Project members
University of Nottingham
Prof Andrew French leads the project and teaches on the image analysis and machine learning units. His area of research is computer vision and deep learning, applied to biological images.
Dr Nathan Mellor leads the practical course development for the Nottingham units. He is a post-doctoral researcher specialising in mathematical models of plants and plant tissues over a range of physical scales, including the use of many programming, machine learning and image analysis methods.
Dr Jonathan Atkinson co-leads the Introduction to Plant Phenotyping Technologies unit and teaches on the Data Capture in the Lab unit. He is a Senior Research Fellow in the School of Biosciences with research interests in plant root architecture, anatomy and root-soil interactions.
Dr Darren Wells co-leads the data capture in the lab unit. He is a Principal Research Fellow in the School of Biosciences at the University of Nottingham with research interests in addressing problems in multi-scale plant physiology using integrated phenomics approaches.
Prof Tony Pridmore is a Professor of Computer Science at Nottingham. He teaches image processing and analysis, and leads research activity in Plant Phenotyping data analysis approaches.
University of Lincoln
Prof Elizabeth Sklar leads the project on the data capture and management units. She is a research director of the Lincoln Agri-Robotics centre. Her area of research is interaction in robot teams, including multi-robot team coordination and human-robot collaboration.

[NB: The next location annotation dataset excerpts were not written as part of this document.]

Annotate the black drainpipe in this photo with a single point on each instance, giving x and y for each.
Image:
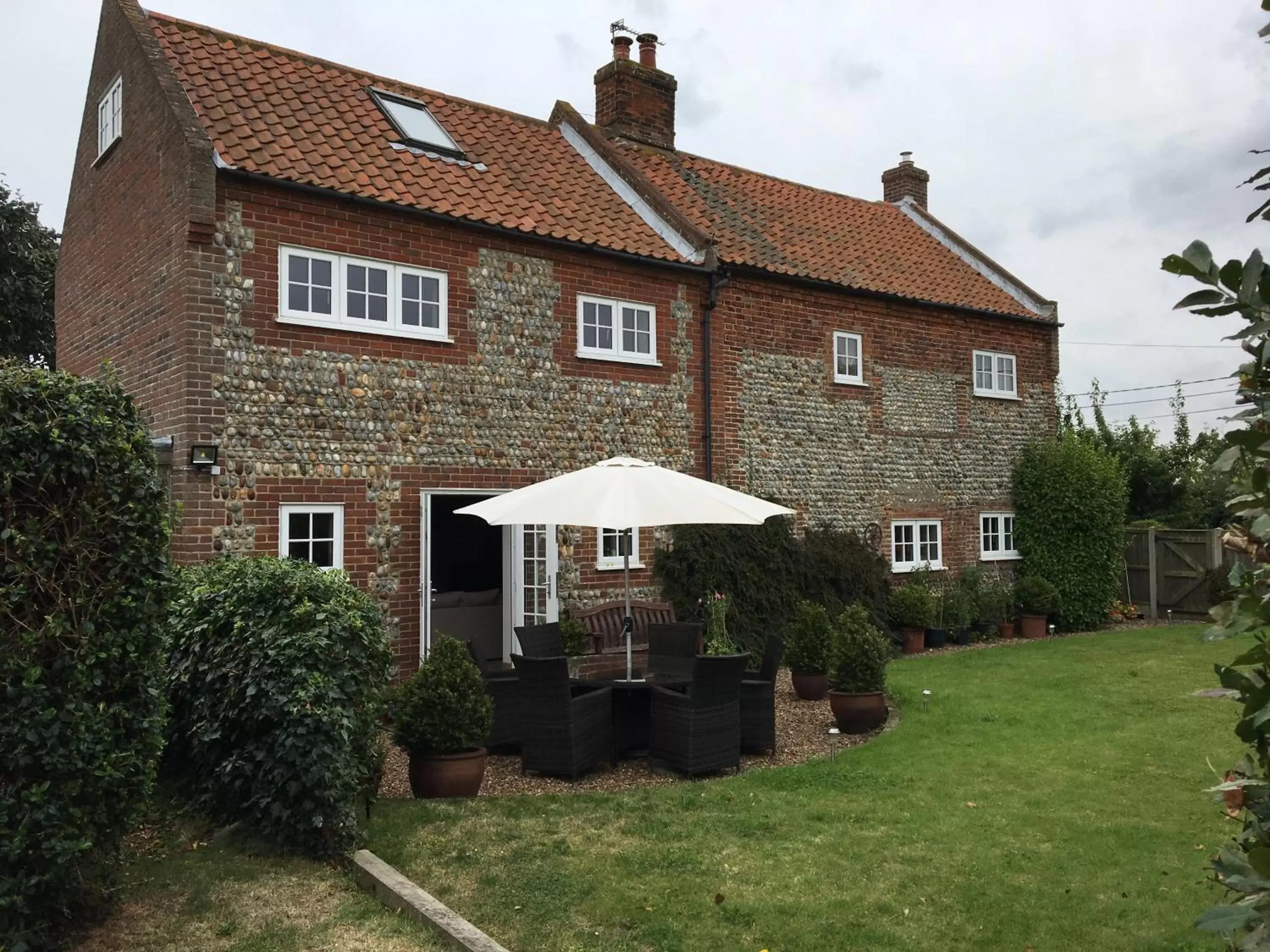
(719, 280)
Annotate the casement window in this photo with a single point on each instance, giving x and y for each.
(356, 294)
(916, 542)
(313, 534)
(997, 536)
(995, 375)
(110, 117)
(611, 545)
(848, 360)
(618, 330)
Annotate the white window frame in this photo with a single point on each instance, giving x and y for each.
(610, 563)
(340, 318)
(618, 352)
(917, 530)
(337, 511)
(110, 117)
(842, 339)
(1001, 535)
(996, 377)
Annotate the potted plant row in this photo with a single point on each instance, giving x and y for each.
(858, 672)
(442, 716)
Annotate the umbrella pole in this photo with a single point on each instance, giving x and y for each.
(628, 624)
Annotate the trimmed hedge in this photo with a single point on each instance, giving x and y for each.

Dr Andrey Postnikov leads the practical course development for the Lincoln units. He is a post-doctoral researcher specialising in robotics and multi-agent systems. His area of research is distributed systems and multi-agent control.
Dr Oorbessy Gaju co-leads the practical courses on the plant phenotyping units. She is a wheat physiologist at the Lincoln Agri-Robotics centre focusing on screening for phenotypic traits to improve wheat yield.
Prof. Simon Parsons co-leads the project on the machine learning units. His research interests centre on the design and analysis of autonomous systems. At Lincoln, he is particularly focusing on the applications of data-backed decision making, explainable artificial intelligence, market-based systems, and mobile robotics in agriculture and medicine.